Malicious agents can crash a website by implementing a DDoS—a Distributed Denial of Service Attack—against a server. So can sloppy programmers.
Take, for example, the National Weather Service’s website, which is operated by the United States National Oceanic and Atmospheric Administration, or NOAA. On August 29, the service went down, hard, as single rogue Android app overwhelmed the NOAA’s servers.
As far as anyone knows, there was nothing deliberately malicious about the Android app, and of course there is nothing specific to Android in this situation. However, the app in question was making service requests of the NOAA server’s public APIs every few milliseconds. With hundreds, thousands or tens of thousands of instances of that app running simultaneously, the NOAA system collapsed.
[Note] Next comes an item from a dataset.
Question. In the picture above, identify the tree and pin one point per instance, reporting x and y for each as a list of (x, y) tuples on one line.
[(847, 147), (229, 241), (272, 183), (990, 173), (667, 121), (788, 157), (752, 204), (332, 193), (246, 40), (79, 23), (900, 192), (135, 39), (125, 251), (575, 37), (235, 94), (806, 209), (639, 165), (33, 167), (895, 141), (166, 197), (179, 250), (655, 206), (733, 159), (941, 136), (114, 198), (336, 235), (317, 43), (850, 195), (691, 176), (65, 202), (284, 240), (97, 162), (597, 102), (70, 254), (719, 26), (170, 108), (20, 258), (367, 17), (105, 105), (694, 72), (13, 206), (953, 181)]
There is plenty of blame to go around. Let’s start with the app developer.
Certainly the app developer was sloppy, sloppy, sloppy. I can imagine that the app worked great in testing, when only one or two instances of the app were running at any one time on a simulator or on actual devices. Scale it up—boom! This is a case where manual code reviews may have found the problem. Maybe not.
Alternatively, the app developer could have checked to see if the public APIs it required (such as NOAA’s weather API) could handle the anticipated load. However, if the coders didn’t write the software correctly, load testing may not have sufficed. For example, say that the design of the app was to pull data every 10 seconds. If the programmers accidentally set up the data retrieval to pull the data every 10 milliseconds, the load would be 1,000x greater than anticipated. Every 10 seconds, no problem. Every 10 milliseconds, big problem. Boom!
This is a nasty bug, to be sure. Compilers, libraries, test systems, all would verify that the software ran correctly, because it did run correctly. In the scenario I’ve painted, it simply wasn’t coded to meet the design. The bug might have been spotted if someone noticed a very high number of external API calls, or again, perhaps during a manual code review. Otherwise, it’s not hard to see how it would slip through the crack.
Let’s talk about NOAA now. In 2004, the weather service beefed up its Internet loads in anticipation of Hurricane Charley, contracting with Akamai to host some of its busiest Web pages, using distributed edge caching to reduce the load. This worked well, and Akamai continued to work with NOAA. It’s unclear if Akamai also fronted public API calls; my guess is that those were passed straight through to the National Weather Service servers.